In university my beautiful best friend introduced me to Phillippa Gregory, a lady skilled in the art of historical fiction. You might be familiar with her works that have been made into films such as The Other Boleyn Girl (which they grossly mis-cast the role of Henry, who was supposed to be a borderline impotent old man, not sexy Eric Bana), and also the The White Queen, The Red Queen, and The Kingmaker’s Daughter will be adapted into televised dramas for the BBC. I have to admit, that The Constant Princess was my favourite. Gregory has a bit of a gift when it comes to interlacing the raunchy into truly wonderful human connections, and sometimes tragic, when these romances are often cut short by obligations to high court.

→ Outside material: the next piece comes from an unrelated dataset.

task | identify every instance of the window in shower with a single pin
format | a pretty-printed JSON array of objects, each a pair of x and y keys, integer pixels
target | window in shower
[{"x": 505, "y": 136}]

Later on, I started reading the Sookie Stackhouse Series. As melodramatic as it was, I am not even a little bit ashamed to say that silly shit like Eric losing his memory due to mean witchy intervention in book four and becoming a better man, leading to Sookie falling in love, then later forgetting the entire affair when he regains his memory, and reverts back to being a shithead, did hurt my heart a little (not a spoiler, everything goes pear-shaped). But romance needs are different for everyone. Turns out I just like brooding emotionally unavailable gents who wear a lot of black like Bill Compton and Eric Northman instead. There’s no shame in this. I did cop some shit for it, though.

So later down the track when I heard stories of women making book covers to conceal their raunchy material that they were reading on the train or out in the park, I felt a twinge of sadness. Especially when Fifty Shades of Grey came out and became the butt of a joke, titled ‘Mummy Porn’, and by extension, women’s sexuality was ridiculed, too. Was it the appalling writing, grammatical errors, and EL James’ audacious nature, or was it the fact that women were reading books that got them off? I understand the concern caused by books such as Fifty Shades and Twilight that make people worry about promoting abusive relationships, but hell, when you look at classics like 1984 and Brave New World, women objectification has been in literature since forever, why are we only kicking up a fuss about it now? Be pissed off across the board, don’t just attack women writers about it.

There’s nothing wrong with needing a little literary somethin’-somethin’ to get through the day, guys and girls alike. Just be respectful. Peace.